Boolean who? How To Set Up A Social Listening Query.
This year I’m testing a few new tools. Most of them are social listening tools, including YouScan. I liked what I saw and I teamed up with them – I’m currently testing it to assess its strengths and the opportunities it can bring to digital marketing efforts for my clients and me.
In May I also joined a Social Listening Query writing competition sponsored by them. The challenge was not easy, it read like this:
- Research question: As they enter the workforce, how do GenZ in the US feel about the impact of AI on their current and future career prospects?
- Date range: 1 year
- Markets: US
- Language: English
- Age range: Gen Z (under 27)
- Focus: The focus is on GenZ talking (not other people talking about GenZ)
I did not win but I learned a lot, especially about GenZ. And even though my query is far from perfect I wanted to show you the thinking behind a project like this, the methodology behind a Boolean search and why it takes so long to get a tool properly set up for a social listening project.
But first things first. Here is the query I sent in:
Pretty? I do not think so, it’s one of the longest and most convoluted queries I wrote. I tried to come up with a way to layer in keywords that could help me zoom in on GenZ talking because I feel like most of the online chatter comes from people talking about them, not from them.
Methodology: The Thinking Behind The Query
The rules of the competition asked us to document our query logic and send it in alongside the query I shared above. Here’s what I sent.
INITIAL KEYWORD RESEARCH
1) Asked ChatGPT to come up with a basic query on work/career-related terms and artificial intelligence-related terms.
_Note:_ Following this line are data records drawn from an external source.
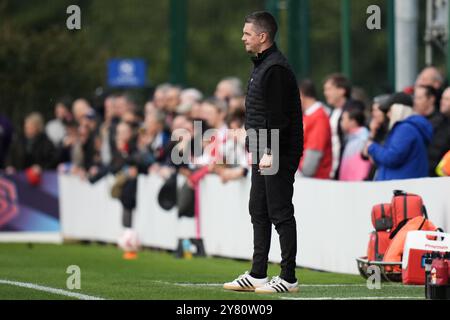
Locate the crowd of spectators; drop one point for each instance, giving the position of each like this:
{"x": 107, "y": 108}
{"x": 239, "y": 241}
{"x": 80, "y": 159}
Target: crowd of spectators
{"x": 399, "y": 136}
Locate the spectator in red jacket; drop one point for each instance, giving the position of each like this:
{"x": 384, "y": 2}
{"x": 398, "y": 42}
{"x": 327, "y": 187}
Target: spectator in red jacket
{"x": 317, "y": 159}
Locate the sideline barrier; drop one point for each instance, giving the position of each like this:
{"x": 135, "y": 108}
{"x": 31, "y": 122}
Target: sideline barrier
{"x": 333, "y": 218}
{"x": 89, "y": 213}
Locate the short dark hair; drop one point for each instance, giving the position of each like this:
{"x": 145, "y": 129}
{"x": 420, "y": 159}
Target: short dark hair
{"x": 357, "y": 114}
{"x": 341, "y": 81}
{"x": 430, "y": 91}
{"x": 236, "y": 116}
{"x": 307, "y": 88}
{"x": 264, "y": 22}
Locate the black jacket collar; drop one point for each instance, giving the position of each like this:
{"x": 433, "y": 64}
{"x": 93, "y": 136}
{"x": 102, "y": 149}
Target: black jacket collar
{"x": 260, "y": 57}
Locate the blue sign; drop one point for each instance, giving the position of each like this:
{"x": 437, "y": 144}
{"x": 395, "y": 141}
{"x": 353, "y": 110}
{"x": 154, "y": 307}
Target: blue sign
{"x": 127, "y": 73}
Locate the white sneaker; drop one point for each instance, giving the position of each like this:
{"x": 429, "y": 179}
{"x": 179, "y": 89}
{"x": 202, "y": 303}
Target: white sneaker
{"x": 278, "y": 285}
{"x": 245, "y": 282}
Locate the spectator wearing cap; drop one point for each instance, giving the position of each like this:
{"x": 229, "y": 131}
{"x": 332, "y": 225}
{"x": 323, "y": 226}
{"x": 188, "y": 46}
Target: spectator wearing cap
{"x": 404, "y": 153}
{"x": 189, "y": 98}
{"x": 424, "y": 100}
{"x": 317, "y": 159}
{"x": 432, "y": 77}
{"x": 379, "y": 122}
{"x": 378, "y": 126}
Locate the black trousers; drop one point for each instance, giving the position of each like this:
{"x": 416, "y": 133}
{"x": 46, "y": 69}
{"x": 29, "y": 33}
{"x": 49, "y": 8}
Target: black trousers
{"x": 271, "y": 203}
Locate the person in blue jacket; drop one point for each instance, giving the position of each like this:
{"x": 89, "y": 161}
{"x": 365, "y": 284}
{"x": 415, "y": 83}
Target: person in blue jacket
{"x": 404, "y": 154}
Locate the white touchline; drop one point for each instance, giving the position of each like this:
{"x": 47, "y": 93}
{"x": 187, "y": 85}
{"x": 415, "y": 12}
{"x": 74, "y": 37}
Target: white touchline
{"x": 50, "y": 290}
{"x": 354, "y": 298}
{"x": 187, "y": 284}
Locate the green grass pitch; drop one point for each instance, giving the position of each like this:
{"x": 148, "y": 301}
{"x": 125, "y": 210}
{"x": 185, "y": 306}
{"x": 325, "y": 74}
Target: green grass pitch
{"x": 160, "y": 276}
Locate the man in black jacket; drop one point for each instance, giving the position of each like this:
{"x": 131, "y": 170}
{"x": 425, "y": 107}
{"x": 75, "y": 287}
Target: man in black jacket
{"x": 275, "y": 139}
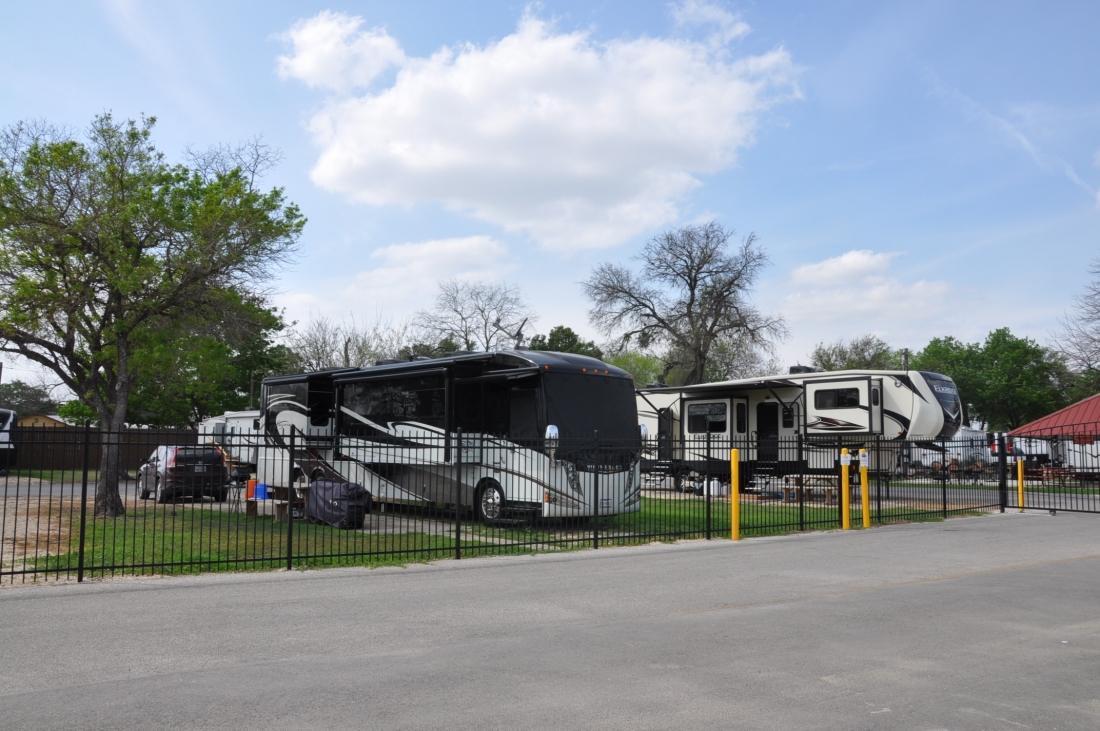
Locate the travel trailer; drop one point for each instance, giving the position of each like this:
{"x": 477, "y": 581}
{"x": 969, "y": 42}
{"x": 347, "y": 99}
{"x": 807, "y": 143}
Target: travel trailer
{"x": 543, "y": 434}
{"x": 239, "y": 435}
{"x": 794, "y": 423}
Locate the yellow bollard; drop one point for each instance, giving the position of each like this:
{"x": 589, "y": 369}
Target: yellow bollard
{"x": 735, "y": 495}
{"x": 1020, "y": 483}
{"x": 845, "y": 490}
{"x": 865, "y": 495}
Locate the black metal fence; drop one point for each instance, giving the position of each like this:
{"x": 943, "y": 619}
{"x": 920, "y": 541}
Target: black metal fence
{"x": 263, "y": 502}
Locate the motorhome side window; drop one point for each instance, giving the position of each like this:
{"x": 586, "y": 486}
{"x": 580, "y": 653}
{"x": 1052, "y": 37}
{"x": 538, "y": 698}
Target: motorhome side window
{"x": 704, "y": 418}
{"x": 836, "y": 398}
{"x": 417, "y": 399}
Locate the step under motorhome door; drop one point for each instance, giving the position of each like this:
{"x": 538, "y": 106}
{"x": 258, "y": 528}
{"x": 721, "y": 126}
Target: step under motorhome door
{"x": 844, "y": 406}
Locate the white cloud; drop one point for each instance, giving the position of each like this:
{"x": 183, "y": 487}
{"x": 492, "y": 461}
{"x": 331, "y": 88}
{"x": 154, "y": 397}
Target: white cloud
{"x": 860, "y": 292}
{"x": 860, "y": 285}
{"x": 574, "y": 142}
{"x": 404, "y": 277}
{"x": 330, "y": 52}
{"x": 728, "y": 26}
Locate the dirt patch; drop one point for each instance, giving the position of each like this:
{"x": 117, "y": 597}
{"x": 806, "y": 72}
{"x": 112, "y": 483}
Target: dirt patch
{"x": 34, "y": 527}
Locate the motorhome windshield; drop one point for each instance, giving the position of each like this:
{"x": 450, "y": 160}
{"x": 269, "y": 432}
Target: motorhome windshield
{"x": 580, "y": 405}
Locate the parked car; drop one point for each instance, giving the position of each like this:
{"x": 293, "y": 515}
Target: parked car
{"x": 175, "y": 472}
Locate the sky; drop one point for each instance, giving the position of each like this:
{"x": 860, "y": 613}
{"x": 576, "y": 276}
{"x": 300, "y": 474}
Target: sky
{"x": 913, "y": 169}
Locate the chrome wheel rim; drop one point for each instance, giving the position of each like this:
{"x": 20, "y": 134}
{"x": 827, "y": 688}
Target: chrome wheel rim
{"x": 492, "y": 502}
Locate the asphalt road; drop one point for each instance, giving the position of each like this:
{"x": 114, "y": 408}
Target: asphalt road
{"x": 988, "y": 622}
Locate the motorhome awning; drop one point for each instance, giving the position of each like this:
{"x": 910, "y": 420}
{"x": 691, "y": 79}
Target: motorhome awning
{"x": 746, "y": 385}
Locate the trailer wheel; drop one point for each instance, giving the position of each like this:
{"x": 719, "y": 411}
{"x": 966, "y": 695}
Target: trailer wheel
{"x": 490, "y": 502}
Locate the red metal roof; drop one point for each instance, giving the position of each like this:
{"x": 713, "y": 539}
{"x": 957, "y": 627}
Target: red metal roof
{"x": 1081, "y": 418}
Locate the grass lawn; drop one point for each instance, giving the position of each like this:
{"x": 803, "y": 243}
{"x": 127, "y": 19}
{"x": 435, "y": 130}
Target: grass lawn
{"x": 65, "y": 476}
{"x": 190, "y": 539}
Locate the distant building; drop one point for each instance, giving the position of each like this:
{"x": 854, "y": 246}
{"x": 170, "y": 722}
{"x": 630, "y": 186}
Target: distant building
{"x": 40, "y": 420}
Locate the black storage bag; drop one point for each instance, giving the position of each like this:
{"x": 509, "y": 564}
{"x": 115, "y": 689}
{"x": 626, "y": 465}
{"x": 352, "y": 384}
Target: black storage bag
{"x": 340, "y": 505}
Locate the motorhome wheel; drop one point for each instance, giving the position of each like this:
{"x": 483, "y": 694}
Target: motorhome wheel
{"x": 491, "y": 504}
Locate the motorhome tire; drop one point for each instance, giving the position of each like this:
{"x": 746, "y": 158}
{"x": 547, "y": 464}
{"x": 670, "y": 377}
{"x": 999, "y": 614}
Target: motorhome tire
{"x": 490, "y": 502}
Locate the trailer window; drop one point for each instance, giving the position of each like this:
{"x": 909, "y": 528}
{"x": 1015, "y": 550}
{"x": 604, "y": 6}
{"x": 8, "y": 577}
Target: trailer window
{"x": 704, "y": 418}
{"x": 837, "y": 398}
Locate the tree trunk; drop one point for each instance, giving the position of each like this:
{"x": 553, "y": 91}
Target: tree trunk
{"x": 108, "y": 501}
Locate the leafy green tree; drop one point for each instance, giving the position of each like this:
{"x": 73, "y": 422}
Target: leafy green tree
{"x": 25, "y": 399}
{"x": 202, "y": 367}
{"x": 103, "y": 244}
{"x": 1022, "y": 380}
{"x": 75, "y": 412}
{"x": 960, "y": 362}
{"x": 1078, "y": 341}
{"x": 864, "y": 353}
{"x": 563, "y": 340}
{"x": 1004, "y": 381}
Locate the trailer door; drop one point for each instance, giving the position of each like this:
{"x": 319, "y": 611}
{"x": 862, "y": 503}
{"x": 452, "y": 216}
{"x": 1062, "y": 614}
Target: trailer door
{"x": 842, "y": 406}
{"x": 705, "y": 420}
{"x": 877, "y": 421}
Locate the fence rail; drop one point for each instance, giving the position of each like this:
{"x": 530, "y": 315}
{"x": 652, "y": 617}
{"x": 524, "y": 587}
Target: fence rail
{"x": 437, "y": 496}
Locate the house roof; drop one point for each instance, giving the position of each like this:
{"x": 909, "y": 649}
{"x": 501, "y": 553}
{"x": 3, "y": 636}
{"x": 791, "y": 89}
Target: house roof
{"x": 1080, "y": 418}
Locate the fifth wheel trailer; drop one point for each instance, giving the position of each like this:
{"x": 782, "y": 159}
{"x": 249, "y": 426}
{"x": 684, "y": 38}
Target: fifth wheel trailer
{"x": 793, "y": 423}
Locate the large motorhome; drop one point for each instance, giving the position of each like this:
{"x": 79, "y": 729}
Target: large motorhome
{"x": 549, "y": 434}
{"x": 793, "y": 423}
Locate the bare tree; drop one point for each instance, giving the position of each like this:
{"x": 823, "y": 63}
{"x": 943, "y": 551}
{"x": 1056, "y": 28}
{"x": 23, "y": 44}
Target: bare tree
{"x": 691, "y": 294}
{"x": 867, "y": 352}
{"x": 321, "y": 343}
{"x": 476, "y": 316}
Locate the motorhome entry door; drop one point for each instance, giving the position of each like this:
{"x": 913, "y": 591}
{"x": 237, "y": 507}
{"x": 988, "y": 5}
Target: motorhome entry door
{"x": 844, "y": 406}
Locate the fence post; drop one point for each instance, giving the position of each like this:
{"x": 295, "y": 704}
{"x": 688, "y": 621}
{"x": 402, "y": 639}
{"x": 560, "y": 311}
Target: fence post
{"x": 865, "y": 496}
{"x": 845, "y": 489}
{"x": 289, "y": 504}
{"x": 595, "y": 491}
{"x": 943, "y": 479}
{"x": 735, "y": 495}
{"x": 1020, "y": 480}
{"x": 84, "y": 501}
{"x": 706, "y": 485}
{"x": 458, "y": 498}
{"x": 1002, "y": 482}
{"x": 802, "y": 488}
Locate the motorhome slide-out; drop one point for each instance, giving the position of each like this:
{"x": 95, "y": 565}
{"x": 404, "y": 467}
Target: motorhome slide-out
{"x": 793, "y": 422}
{"x": 543, "y": 433}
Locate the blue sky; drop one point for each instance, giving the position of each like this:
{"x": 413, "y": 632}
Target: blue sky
{"x": 913, "y": 169}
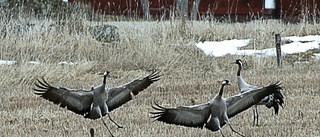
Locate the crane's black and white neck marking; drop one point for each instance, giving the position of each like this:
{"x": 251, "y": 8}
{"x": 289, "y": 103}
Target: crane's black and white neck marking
{"x": 239, "y": 63}
{"x": 223, "y": 83}
{"x": 105, "y": 75}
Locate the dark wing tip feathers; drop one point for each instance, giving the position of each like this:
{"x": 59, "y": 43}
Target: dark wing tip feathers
{"x": 161, "y": 110}
{"x": 154, "y": 76}
{"x": 41, "y": 87}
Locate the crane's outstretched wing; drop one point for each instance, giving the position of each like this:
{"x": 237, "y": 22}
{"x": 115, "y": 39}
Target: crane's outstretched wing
{"x": 122, "y": 94}
{"x": 189, "y": 116}
{"x": 78, "y": 101}
{"x": 240, "y": 102}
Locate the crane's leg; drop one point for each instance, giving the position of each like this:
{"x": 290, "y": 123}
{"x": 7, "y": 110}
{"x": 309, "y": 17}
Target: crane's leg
{"x": 119, "y": 126}
{"x": 221, "y": 132}
{"x": 257, "y": 124}
{"x": 255, "y": 115}
{"x": 91, "y": 132}
{"x": 107, "y": 127}
{"x": 227, "y": 121}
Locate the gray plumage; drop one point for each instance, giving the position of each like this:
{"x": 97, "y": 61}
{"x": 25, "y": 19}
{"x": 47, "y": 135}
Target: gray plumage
{"x": 98, "y": 101}
{"x": 274, "y": 100}
{"x": 214, "y": 114}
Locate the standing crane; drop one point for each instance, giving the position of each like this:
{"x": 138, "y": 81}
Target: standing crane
{"x": 98, "y": 101}
{"x": 214, "y": 114}
{"x": 273, "y": 100}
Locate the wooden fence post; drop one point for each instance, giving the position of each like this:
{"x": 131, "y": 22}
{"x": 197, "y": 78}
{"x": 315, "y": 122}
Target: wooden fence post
{"x": 278, "y": 49}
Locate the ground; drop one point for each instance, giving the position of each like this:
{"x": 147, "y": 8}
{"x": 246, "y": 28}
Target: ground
{"x": 189, "y": 77}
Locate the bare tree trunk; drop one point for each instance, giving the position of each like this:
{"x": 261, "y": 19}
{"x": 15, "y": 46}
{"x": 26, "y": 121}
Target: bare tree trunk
{"x": 182, "y": 7}
{"x": 195, "y": 9}
{"x": 146, "y": 9}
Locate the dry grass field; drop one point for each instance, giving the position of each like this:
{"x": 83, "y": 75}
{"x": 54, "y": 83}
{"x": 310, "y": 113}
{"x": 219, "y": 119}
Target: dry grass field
{"x": 189, "y": 77}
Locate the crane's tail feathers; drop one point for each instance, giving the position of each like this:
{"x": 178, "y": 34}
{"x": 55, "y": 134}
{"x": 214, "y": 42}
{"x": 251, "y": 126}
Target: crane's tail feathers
{"x": 154, "y": 76}
{"x": 160, "y": 111}
{"x": 42, "y": 87}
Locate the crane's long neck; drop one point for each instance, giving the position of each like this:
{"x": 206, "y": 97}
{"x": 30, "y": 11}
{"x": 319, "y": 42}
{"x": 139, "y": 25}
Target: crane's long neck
{"x": 239, "y": 69}
{"x": 104, "y": 79}
{"x": 221, "y": 90}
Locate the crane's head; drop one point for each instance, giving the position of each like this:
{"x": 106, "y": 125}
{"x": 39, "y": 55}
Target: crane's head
{"x": 238, "y": 61}
{"x": 225, "y": 82}
{"x": 105, "y": 75}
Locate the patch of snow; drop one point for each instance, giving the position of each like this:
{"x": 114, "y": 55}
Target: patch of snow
{"x": 7, "y": 62}
{"x": 304, "y": 38}
{"x": 34, "y": 62}
{"x": 222, "y": 48}
{"x": 317, "y": 55}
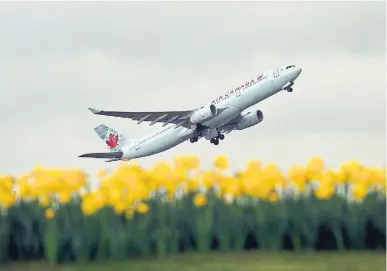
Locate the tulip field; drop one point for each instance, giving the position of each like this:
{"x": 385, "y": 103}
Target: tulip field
{"x": 56, "y": 216}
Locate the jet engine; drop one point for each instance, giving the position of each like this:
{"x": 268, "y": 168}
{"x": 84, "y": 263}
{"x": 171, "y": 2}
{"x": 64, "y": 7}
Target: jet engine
{"x": 204, "y": 114}
{"x": 250, "y": 120}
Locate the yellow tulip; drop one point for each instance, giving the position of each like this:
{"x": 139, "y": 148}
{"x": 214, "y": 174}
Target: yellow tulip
{"x": 142, "y": 208}
{"x": 49, "y": 213}
{"x": 360, "y": 190}
{"x": 221, "y": 162}
{"x": 254, "y": 165}
{"x": 64, "y": 197}
{"x": 273, "y": 196}
{"x": 326, "y": 188}
{"x": 200, "y": 200}
{"x": 44, "y": 201}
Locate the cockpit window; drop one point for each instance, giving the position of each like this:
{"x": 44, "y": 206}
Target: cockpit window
{"x": 291, "y": 66}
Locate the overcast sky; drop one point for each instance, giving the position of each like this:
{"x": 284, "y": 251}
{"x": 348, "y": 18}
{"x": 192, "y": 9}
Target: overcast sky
{"x": 58, "y": 59}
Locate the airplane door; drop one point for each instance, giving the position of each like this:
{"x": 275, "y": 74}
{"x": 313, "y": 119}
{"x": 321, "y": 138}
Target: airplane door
{"x": 275, "y": 72}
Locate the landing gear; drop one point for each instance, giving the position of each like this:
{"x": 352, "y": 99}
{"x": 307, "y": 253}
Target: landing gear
{"x": 215, "y": 140}
{"x": 193, "y": 139}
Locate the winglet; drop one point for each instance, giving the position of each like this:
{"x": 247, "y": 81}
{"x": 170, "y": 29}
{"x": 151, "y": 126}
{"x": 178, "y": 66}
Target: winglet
{"x": 94, "y": 111}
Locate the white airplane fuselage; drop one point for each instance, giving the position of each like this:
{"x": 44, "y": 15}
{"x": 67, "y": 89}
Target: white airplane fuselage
{"x": 235, "y": 102}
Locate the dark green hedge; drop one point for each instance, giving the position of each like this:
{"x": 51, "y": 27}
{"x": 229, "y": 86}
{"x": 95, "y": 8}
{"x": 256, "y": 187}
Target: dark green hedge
{"x": 302, "y": 224}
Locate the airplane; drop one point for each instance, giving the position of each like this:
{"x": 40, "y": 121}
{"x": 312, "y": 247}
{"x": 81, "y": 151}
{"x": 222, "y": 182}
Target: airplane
{"x": 212, "y": 121}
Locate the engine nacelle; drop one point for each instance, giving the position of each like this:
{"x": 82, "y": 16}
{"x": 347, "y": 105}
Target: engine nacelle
{"x": 204, "y": 114}
{"x": 250, "y": 120}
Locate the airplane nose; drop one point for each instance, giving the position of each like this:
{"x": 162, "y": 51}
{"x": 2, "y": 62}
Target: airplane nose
{"x": 297, "y": 72}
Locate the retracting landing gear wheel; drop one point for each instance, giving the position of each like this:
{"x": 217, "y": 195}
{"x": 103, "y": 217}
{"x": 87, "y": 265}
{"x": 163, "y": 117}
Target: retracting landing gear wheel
{"x": 193, "y": 139}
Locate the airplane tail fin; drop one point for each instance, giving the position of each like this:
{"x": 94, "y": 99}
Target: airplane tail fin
{"x": 113, "y": 140}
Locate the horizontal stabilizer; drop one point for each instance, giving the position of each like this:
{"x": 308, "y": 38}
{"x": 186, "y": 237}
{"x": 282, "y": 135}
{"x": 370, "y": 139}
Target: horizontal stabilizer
{"x": 108, "y": 155}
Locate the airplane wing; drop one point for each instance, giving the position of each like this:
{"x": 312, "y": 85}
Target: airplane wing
{"x": 180, "y": 118}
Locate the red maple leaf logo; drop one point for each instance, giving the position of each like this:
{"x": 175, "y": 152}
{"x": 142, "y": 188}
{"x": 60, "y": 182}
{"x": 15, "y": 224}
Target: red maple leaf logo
{"x": 112, "y": 141}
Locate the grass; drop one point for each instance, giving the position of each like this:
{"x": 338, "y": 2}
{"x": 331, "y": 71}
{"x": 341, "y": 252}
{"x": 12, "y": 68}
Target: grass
{"x": 244, "y": 261}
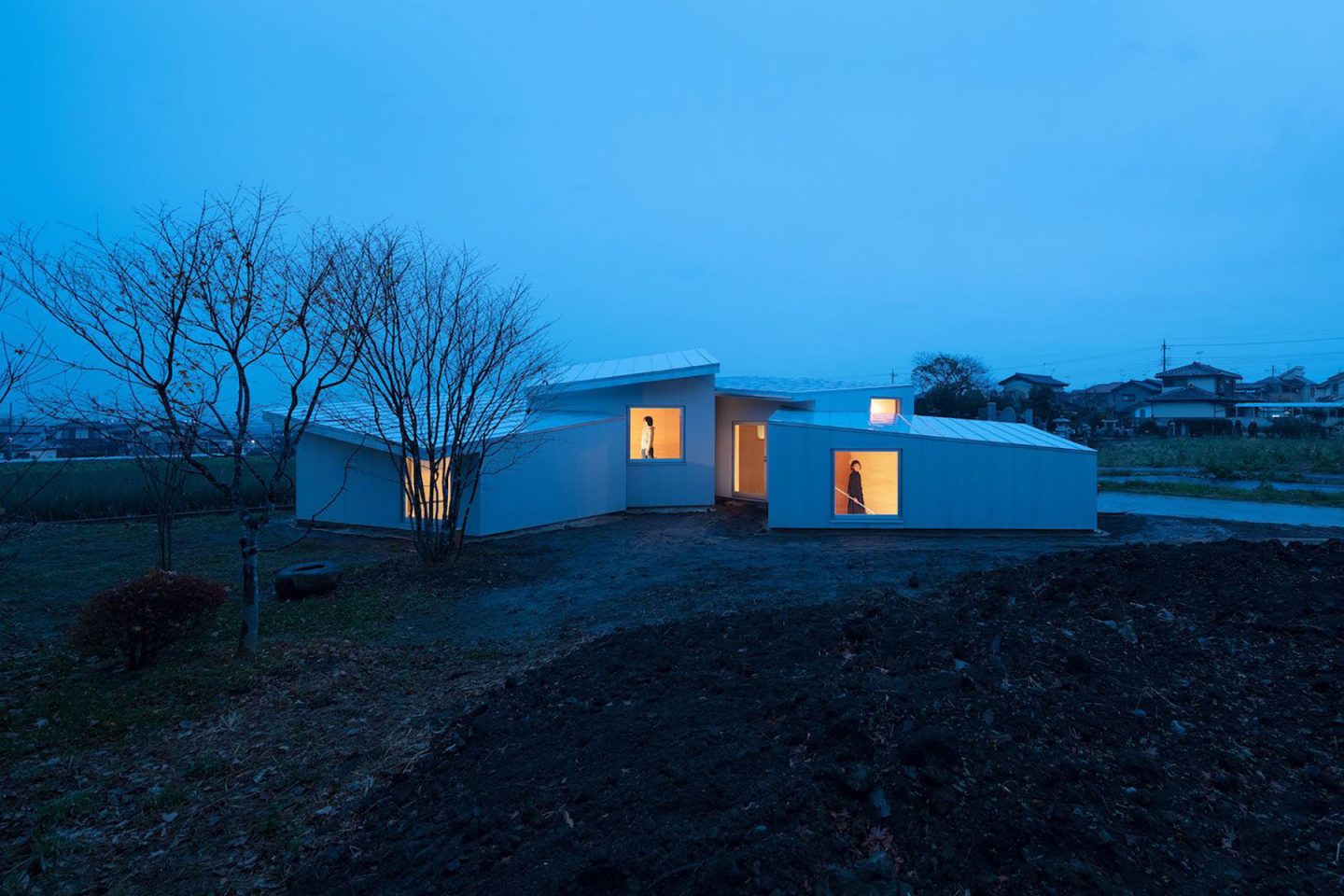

2) Expanded on the initial query with relevant branded terms for the top players in AI. I took a look at these initial results to understand if I was headed in the right direction. Identified some keywords that were pulling in spam mentions. Excluded Gemini as it was pulling in a lot of horoscope mentions.
GENZ RESEARCH
1) Identified GenZ relevant slang AND top influencers.
I did try to identify both of these with the help of AI, but it was not 100% helpful so I resorted to the wisdom of the crowds. I asked my followers on LinkedIn (link here) and a Romanian community of marketers (link here) for their support. I Received more than 100 comments on both posts, I got to have a 1-hour long chat ith a GenZ marketer about the slang and what it means. I danced to this millennial rap about Gen-Z ing.
2) Took all this unstructured data and fed it to ChatGPT, asking it to make bullet lists and boolean queries for GenZ slang terms and influencers.
3) Also read Kantar articles on GenZ:
a. The ABCs of Gen Z
b. How well do you know Gen Z and Millennials?
c. New ways of working from Gen-Z to Boomers
4) According to all my research GenZ is most active on social media. Also, in the second version of my query, I concluded that news/blogs tend to include meta-analysis on GenZ behavor/attitude towards AI and their career prospects. These are the two reasons why I decided to filter the query to only include social media, forums, and reviews to try to improve relevancy.
WRITING & EDITING THE QUERY
- I got some errors with the query so I tried ChatGPT to identify the issue, it pinpointed the exact operator I was missing and identified some duplicate keywords. I cleaned that up.
- Check data quality:
a) First check: analyze the demographic data in YouScan
b) Second check: reviewed sources, Twitter was pulling in most of the mentions. I reviewed hashtags and added irrelevant ones to the exclusion list.
c) Third check: a manual review of the April and May mentions, excluding more keywords that pulled in spam mentions, a lot of them related to the two wars (Russia-Ukraine, Israel-Gaza), as well as some political spam hashtags (#trump2024) or games-related keywords.
This is one way of doing things. I am sure the other contestants found other ways of approaching this challenge, better ones. I’m constantly learning so this one right here helped me go back to the drawing board.
This competition was a great way to learn about different methodologies, grow the community of social listening professionals and talk about the work that we do and how we do it. I believe it is an important step towards educating our clients and our peers about the value social listening can bring to our marketing efforts.